Minimalistic binariesedit

In addition to the uber jar, elasticsearch-hadoop provides minimalistic jars for each integration, tailored for those who use just one module (in all other situations the uber jar is recommended); the jars are smaller in size and use a dedicated pom, covering only the needed dependencies. These are available under the same groupId, using an artifactId with the pattern elasticsearch-hadoop-{integration}:

Map/Reduce.

<dependency>
  <groupId>org.elasticsearch</groupId>
  <artifactId>elasticsearch-hadoop-mr</artifactId> 
  <version>8.12.2</version>
</dependency>

mr artifact

Apache Hive.

<dependency>
  <groupId>org.elasticsearch</groupId>
  <artifactId>elasticsearch-hadoop-hive</artifactId> 
  <version>8.12.2</version>
</dependency>

hive artifact

Apache Spark.

<dependency>
  <groupId>org.elasticsearch</groupId>
  <artifactId>elasticsearch-spark-30_2.12</artifactId> 
  <version>8.12.2</version>
</dependency>

spark artifact. Notice the -30 part of the suffix which indicates the Spark version compatible with the artifact. Use 30 for Spark 3.0+, 20 for Spark 2.0+, and 13 for Spark 1.3-1.6. Notice the _2.12 suffix which indicates the Scala version compatible with the artifact. Currently it is the same as the version used by Spark itself.

The Spark connector framework is the most sensitive to version incompatibilities. For your convenience, a version compatibility matrix has been provided below:

Spark Version Scala Version ES-Hadoop Artifact ID

1.0 - 2.x

2.10

<unsupported>

1.0 - 1.6

2.11

<unsupported>

2.x

2.11

elasticsearch-spark-20_2.11

2.x

2.12

elasticsearch-spark-20_2.12

3.0+

2.12

elasticsearch-spark-30_2.12

3.2+

2.13

elasticsearch-spark-30_2.13

Development Buildsedit

Development (or nightly or snapshots) builds are published daily at sonatype-oss repository (see below). Make sure to use snapshot versioning:

<dependency>
  <groupId>org.elasticsearch</groupId>
  <artifactId>elasticsearch-hadoop</artifactId>
  <version>{version}-SNAPSHOT</version> 
</dependency>

notice the BUILD-SNAPSHOT suffix indicating a development build

but also enable the dedicated snapshots repository :

<repositories>
  <repository>
    <id>sonatype-oss</id>
    <url>http://oss.sonatype.org/content/repositories/snapshots</url> 
    <snapshots><enabled>true</enabled></snapshots> 
  </repository>
</repositories>

add snapshot repository

enable snapshots capability on the repository otherwise these will not be found by Maven

Upgrading Your Stackedit

Elasticsearch for Apache Hadoop is a client library for Elasticsearch, albeit one with extended functionality for supporting operations on Hadoop/Spark. When upgrading Hadoop/Spark versions, it is best to check to make sure that your new versions are supported by the connector, upgrading your elasticsearch-hadoop version as appropriate.

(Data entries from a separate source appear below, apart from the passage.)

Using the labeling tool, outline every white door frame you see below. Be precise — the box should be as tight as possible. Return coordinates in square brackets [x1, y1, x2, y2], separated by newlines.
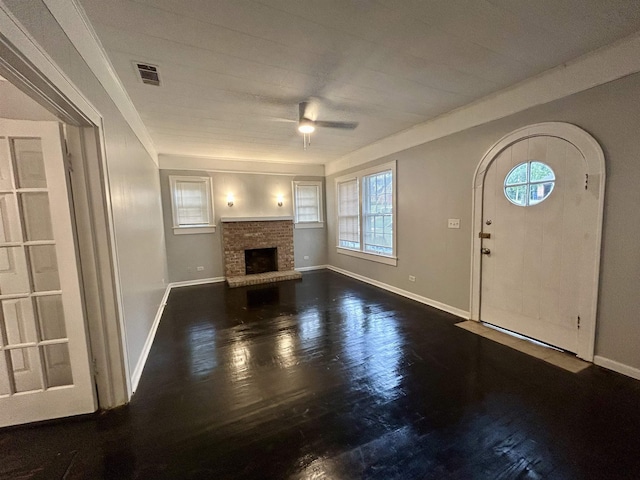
[0, 6, 132, 408]
[469, 122, 605, 361]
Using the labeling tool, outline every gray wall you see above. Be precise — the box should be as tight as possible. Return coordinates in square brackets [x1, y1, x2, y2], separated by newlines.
[160, 169, 326, 282]
[327, 74, 640, 368]
[6, 0, 167, 382]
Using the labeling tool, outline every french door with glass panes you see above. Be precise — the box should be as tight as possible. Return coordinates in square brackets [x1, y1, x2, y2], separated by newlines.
[0, 119, 96, 426]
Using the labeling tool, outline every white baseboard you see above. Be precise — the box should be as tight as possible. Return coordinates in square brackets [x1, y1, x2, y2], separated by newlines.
[327, 265, 469, 320]
[131, 284, 171, 395]
[131, 277, 225, 395]
[169, 277, 226, 288]
[593, 355, 640, 380]
[294, 265, 329, 272]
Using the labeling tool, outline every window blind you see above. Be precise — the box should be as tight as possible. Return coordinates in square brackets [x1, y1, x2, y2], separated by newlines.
[338, 179, 360, 248]
[174, 180, 209, 226]
[296, 185, 321, 223]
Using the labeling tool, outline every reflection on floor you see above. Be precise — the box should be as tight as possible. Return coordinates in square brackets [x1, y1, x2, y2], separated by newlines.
[0, 271, 640, 480]
[456, 320, 591, 373]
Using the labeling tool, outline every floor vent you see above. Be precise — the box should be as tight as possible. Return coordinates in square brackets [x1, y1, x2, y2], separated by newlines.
[136, 63, 160, 87]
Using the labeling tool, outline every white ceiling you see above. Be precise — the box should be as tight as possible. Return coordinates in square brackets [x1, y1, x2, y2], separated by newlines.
[0, 77, 58, 121]
[81, 0, 640, 163]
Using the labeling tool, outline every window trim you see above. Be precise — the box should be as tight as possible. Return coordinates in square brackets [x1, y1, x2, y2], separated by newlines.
[169, 175, 216, 235]
[291, 180, 324, 228]
[335, 160, 398, 267]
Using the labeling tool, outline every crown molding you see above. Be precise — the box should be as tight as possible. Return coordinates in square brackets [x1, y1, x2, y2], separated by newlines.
[0, 0, 102, 125]
[325, 33, 640, 175]
[159, 153, 324, 177]
[43, 0, 158, 165]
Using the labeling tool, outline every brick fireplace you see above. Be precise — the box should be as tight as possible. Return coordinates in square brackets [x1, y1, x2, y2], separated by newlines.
[221, 217, 302, 287]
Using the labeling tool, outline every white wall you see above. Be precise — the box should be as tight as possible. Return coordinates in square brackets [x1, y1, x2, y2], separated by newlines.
[327, 74, 640, 371]
[5, 0, 167, 388]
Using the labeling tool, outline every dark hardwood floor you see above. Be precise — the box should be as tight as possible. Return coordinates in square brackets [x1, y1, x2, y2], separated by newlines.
[0, 271, 640, 480]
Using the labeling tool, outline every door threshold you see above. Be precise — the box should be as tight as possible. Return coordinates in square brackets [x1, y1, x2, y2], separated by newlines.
[456, 320, 591, 373]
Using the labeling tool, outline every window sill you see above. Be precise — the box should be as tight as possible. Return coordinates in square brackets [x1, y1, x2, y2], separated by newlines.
[336, 247, 398, 267]
[293, 222, 324, 228]
[173, 225, 216, 235]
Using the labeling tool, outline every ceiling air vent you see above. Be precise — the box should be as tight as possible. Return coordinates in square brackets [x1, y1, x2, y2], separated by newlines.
[136, 63, 160, 87]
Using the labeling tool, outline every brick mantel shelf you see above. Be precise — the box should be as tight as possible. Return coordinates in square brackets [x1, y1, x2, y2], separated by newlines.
[220, 216, 293, 223]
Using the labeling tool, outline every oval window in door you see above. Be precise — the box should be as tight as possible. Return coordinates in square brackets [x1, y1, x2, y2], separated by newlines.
[504, 160, 556, 207]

Elasticsearch for Apache Hadoop maintains backwards compatibility with the most recent minor version of Elasticsearch’s previous major release (5.X supports back to 2.4.X, 6.X supports back to 5.6.X, etc…​). When you are upgrading your version of Elasticsearch, it is best to upgrade elasticsearch-hadoop to the new version (or higher) first. The new elasticsearch-hadoop version should continue to work for your previous Elasticsearch version, allowing you to upgrade as normal.

Elasticsearch for Apache Hadoop does not support rolling upgrades well. During a rolling upgrade, nodes that elasticsearch-hadoop is communicating with will be regularly disappearing and coming back online. Due to the constant connection failures that elasticsearch-hadoop will experience during the time frame of a rolling upgrade there is high probability that your jobs will fail. Thus, it is recommended that you disable any elasticsearch-hadoop based write or read jobs against Elasticsearch during your rolling upgrade process.